Tiga hal inilah yang menjadi agenda utama Kabinet Kerja 1. Bersama para Menteri terkait, Soekarno selaku Presiden mulai menjalakan roda pemerintahan secara mutlak. Pada artikel Dekrit Presiden 5 Juli 1959 telah dibahas, mengenai kedekatan Presiden Soekarno dengan A.H. Nasution.
Nah, pada Kabinet Kerja 1 inilah, A.H. Nasution diangkat sebagai Menteri Keamanan dan Pertahanan. Inilah yang dinamakan "benang merah" sejarah, antara peristiwa yang satu dengan yang lain dapat saling berkaitan. Hingga peristiwa 30 September 1965, nama A.H. Nasution tidak lagi dicatat dalam panggung pemerintahan Presiden Soekarno.
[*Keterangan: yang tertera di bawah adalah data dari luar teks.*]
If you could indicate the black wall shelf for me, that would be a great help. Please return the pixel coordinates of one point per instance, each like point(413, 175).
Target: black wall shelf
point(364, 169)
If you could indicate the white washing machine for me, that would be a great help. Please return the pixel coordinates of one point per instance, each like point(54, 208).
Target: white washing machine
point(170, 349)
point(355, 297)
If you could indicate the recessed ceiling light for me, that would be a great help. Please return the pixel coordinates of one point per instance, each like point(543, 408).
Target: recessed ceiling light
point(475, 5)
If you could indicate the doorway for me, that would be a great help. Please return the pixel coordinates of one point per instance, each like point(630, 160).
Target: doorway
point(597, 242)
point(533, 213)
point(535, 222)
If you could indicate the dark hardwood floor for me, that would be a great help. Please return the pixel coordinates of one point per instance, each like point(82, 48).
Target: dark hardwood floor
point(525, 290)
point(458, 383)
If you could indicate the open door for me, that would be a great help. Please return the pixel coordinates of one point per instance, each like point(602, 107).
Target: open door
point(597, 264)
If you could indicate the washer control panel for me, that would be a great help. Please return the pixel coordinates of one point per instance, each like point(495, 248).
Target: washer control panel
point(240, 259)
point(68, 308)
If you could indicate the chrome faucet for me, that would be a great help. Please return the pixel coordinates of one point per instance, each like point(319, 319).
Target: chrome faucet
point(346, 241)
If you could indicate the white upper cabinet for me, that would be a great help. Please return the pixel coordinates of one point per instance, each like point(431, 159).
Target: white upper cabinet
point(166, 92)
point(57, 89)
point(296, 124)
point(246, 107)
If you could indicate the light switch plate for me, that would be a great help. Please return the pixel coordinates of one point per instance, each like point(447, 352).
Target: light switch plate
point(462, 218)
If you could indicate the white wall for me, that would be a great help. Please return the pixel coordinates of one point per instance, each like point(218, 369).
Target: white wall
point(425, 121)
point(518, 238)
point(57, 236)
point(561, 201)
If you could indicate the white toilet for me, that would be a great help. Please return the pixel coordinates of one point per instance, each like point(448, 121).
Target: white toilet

Bila kita menelaah lebih jauh, orientasi utama Kabinet Kerja 1 ini adalah pemulihan konflik antar golongan. Hal ini yang kemudian diupayakan oleh Presiden Soekarno dalam realisasi perumusan ideologi Nasionalis, Agama, dan Komunis (Nasakom) sebagai arah politik bangsa Indonesia kala itu. Semoga bermanfaat.